Cela signifie que nous en venons à l’essentiel pour notre compte : pour parvenir à ce que McGovern juge indispensables, il faut transformer la presse-Système et tout ce qui tourne avec en un moyen de communication qui opère hors des normes-Système auxquelles ils se sont jusqu’ici totalement soumis. (Ou bien les liquider, non, “la presse-Système et tout ce qui tourne avec” ?) Le problème n’est plus alors celui de la “liberté d’expression” pour lequel les citoyens sont descendus par millions dans les rues de la douce France, mais celui de la “libération de l’expression” ; problème infiniment plus ardu, tout simplement existentiel, sur lequel le Système ne peut transiger car c’est, comme on vient de le dire, son existence qui est en jeu . Si l’on “libère l’expression”, dont la “liberté” s’exerce entre des barreaux ripolinés et maquillés aux couleurs postmodernistes, toute l’infamie du Système éclate et toute la pourriture de ses narrative surgit comme une infection épouvantable, – les fautes antiterroristes, les tortures qui ne servent à rien, l’état de la Libye libérés et pourquoi, la Syrie, l’Ukraine, la corruption des systèmes électoraux, la haute finance, bla bla bla ... On comprend que la “libération de l’expression” (ou si l’on voulait être plus précis “libération de la liberté de l’expression”) est infiniment plus explosif que celui de la « liberté d’expression” qui devient à la lumière de la vérité de sa situation une plaisanterie républicaine et laïque pour remplir les talk-shows, une sorte de faux-nez armé des mâchoires serrées de Manuel Vals ; leur “liberté d’expression” étant, comme l’on sait, une liberté conditionnelle dans les normes du Système... Cela, la “libération de l’expression” face au pseudo-terrorisme sur lequel le Système veut bâtir sa dynamique de surpuissance, c’est le très, très grand défi ... C’est de la pure équation surpuissance-autodestruction.

Note

(*) Pour nous l’“infiltration constructive” des réseaux terroristes ne serait pas nécessairement faite dans le but de détruire les terroristes comme les USA résolvent les problèmes (“Nous, aux USA, on ne résout pas les problèmes, on les écrase”, – parole d’un général US en 1993). Il s’agirait de diviser, voire de les retourner par manœuvres puis par conviction. Les SR français, – le SDECE de renseignement, et non la DST de police du renseignement, – réussirent à partir de 1957 à introduire le phénomène de la “bleuite” au sein du FLN conduisant à des affrontements internes culminant en 1960, et aussi à la fameuse offre d’acceptation de “la paix des braves” de De Gaule du chef rebelle Si Salah, – que finalement de Gaulle repoussa, entraînant la liquidation de Si Salah et de ses troupes par les durs du FLN. Cela conduit à souligner que ces affrontements dupliquaient un réel antagonisme au sein du FLN, entre “démocrates”, notamment ceux de la Willaya IV d’Alger, et les “staliniens” de type-Amirouche. Nous écrivions dans notre texte du 11 novembre 2010 (une réflexion sur “la légitimité et l’intuition haute” évoquant la personnalité du commandant Denoix de Saint-Marc, putschiste antigaulliste du 1er REP en avril 1961 à Alger, évoluant sur la fin de sa vie vers une reconnaissance que de Gaulle représentait bien la légitimité dans ces circonstances malgré les souffrances, les injustices, les terribles événements, etc.) ... «Pour ce “parti des salonards” et en a parte, une saine lecture devrait être celle de “J’ai été fellagha, officier français et déserteur, – du FLN à l’OAS”, de Rémy Madoui (au Seuil).
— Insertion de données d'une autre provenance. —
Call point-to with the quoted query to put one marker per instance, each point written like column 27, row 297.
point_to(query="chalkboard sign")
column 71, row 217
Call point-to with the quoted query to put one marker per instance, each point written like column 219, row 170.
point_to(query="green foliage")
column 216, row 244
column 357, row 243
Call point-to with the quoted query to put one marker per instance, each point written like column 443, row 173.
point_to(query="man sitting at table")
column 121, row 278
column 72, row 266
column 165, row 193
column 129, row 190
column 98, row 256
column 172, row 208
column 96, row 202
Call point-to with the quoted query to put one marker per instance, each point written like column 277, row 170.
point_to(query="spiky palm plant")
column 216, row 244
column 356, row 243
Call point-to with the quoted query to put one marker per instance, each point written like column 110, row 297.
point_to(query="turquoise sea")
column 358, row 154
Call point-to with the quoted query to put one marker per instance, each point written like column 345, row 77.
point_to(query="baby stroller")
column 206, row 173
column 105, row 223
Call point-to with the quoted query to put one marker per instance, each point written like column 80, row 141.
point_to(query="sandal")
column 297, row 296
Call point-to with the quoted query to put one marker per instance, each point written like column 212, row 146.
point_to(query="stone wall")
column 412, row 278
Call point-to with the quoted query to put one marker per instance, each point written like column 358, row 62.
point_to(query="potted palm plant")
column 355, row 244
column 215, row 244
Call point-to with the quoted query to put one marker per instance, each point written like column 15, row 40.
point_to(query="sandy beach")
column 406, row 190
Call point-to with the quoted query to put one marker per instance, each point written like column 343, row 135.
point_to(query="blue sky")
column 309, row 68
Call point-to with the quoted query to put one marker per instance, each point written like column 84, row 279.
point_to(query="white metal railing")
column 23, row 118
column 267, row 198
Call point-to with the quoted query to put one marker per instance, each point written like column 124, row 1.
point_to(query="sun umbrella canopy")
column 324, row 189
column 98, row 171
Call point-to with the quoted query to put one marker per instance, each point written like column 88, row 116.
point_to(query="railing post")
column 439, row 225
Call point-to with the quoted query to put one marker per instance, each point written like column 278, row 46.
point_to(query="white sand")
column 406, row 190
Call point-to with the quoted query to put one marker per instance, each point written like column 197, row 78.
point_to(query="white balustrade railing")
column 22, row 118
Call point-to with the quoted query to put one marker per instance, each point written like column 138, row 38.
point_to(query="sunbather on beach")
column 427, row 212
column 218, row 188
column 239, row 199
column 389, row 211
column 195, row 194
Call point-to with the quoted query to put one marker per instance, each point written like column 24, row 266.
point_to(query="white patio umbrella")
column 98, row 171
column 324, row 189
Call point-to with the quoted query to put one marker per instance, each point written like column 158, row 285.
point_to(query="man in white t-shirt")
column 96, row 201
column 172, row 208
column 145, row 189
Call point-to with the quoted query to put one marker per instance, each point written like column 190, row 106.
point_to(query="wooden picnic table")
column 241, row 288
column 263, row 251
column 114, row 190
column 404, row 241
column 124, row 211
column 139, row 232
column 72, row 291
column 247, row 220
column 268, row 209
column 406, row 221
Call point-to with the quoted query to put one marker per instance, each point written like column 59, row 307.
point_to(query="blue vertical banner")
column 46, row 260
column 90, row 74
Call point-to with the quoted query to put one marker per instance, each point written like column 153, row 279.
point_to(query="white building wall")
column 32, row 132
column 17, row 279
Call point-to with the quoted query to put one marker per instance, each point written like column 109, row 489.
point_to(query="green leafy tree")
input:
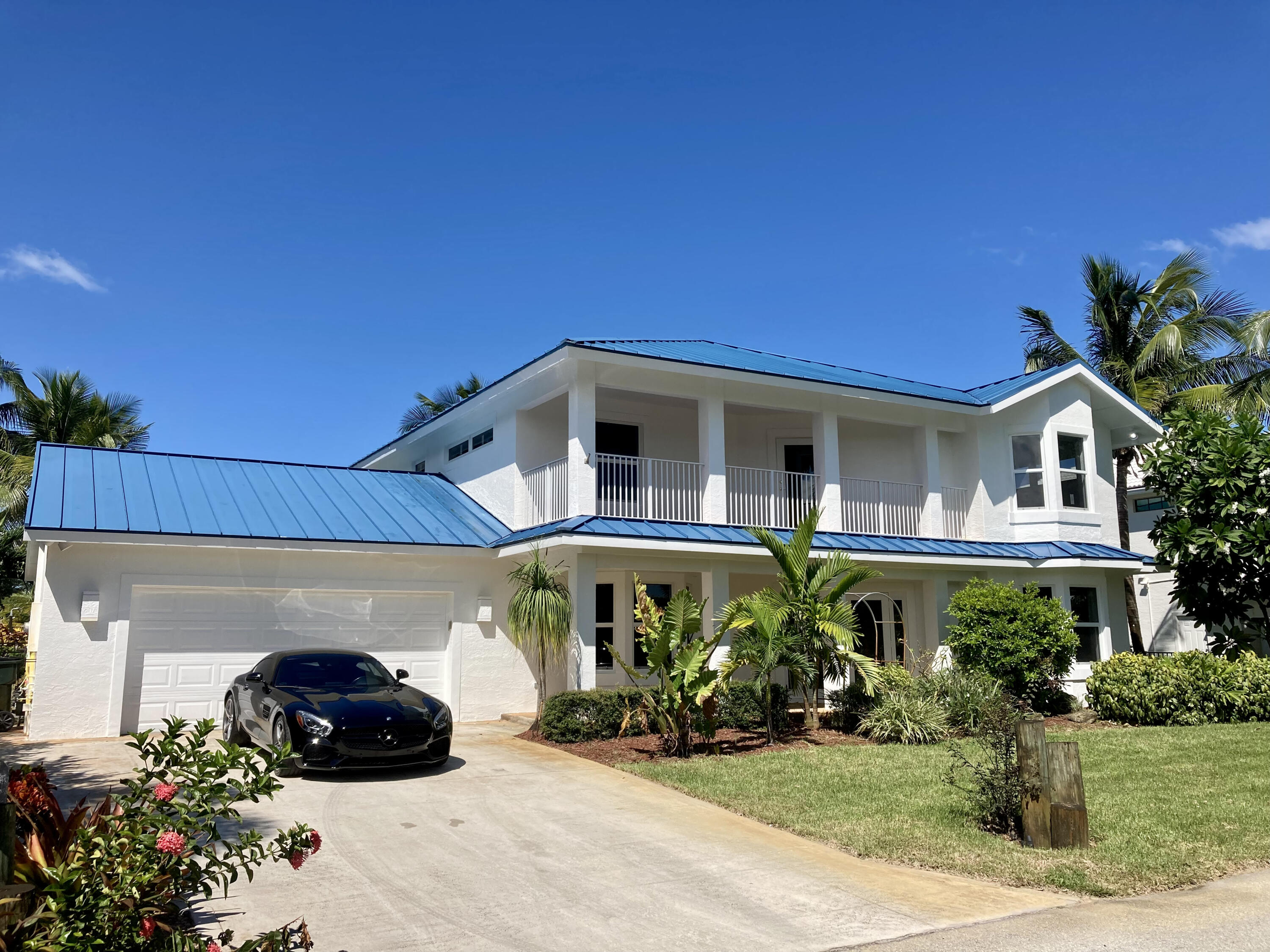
column 540, row 617
column 762, row 643
column 1164, row 343
column 442, row 399
column 679, row 657
column 1023, row 640
column 811, row 600
column 1215, row 537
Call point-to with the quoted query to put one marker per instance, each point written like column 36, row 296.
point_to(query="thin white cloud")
column 1253, row 234
column 23, row 261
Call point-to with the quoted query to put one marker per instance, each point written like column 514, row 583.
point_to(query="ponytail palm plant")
column 540, row 617
column 1164, row 343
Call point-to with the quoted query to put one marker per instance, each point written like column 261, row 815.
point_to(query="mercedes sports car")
column 338, row 710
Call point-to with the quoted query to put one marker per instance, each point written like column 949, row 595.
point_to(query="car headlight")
column 441, row 720
column 314, row 724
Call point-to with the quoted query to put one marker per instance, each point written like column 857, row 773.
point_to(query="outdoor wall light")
column 91, row 603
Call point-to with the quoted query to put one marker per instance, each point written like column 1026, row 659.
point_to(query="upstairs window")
column 1071, row 471
column 1029, row 480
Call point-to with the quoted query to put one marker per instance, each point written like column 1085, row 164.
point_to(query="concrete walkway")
column 515, row 846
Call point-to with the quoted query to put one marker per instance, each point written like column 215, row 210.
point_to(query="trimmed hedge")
column 573, row 716
column 1188, row 688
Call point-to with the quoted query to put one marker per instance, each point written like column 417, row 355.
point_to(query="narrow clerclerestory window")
column 1029, row 482
column 1085, row 607
column 1071, row 470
Rémy (ou Sid Ali) Madoui, Algérien, combattant du FLN à partir de septembre 1955, devenu cadre supérieur de la Willaya IV (région d’Alger), “purgé” en 1960 par les staliniens du même FLN, – ceux-là qui prirent le pouvoir à l’indépendance, – pour ses tendances démocratiques et soumis à un séjour d’un mois dans un camp de torture du toujours même FLN en Algérie, sorte de Guantanamo avant l’heure, avant de s’évader pour rejoindre l’armée française et y devenir officier. Cela, aussi, aide à mieux cerner les réalités de la légitimité des uns et des autres dans des temps incertains.»

... Cette sorte d’exemples du passé permet de montrer combien les stéréotypes dont nous gavons nos têtes formatées-Système devraient être soumis régulièrement à des révisions impliquant, plutôt que de se gargariser de “liberté d’expression”, la “libération de l’expression”.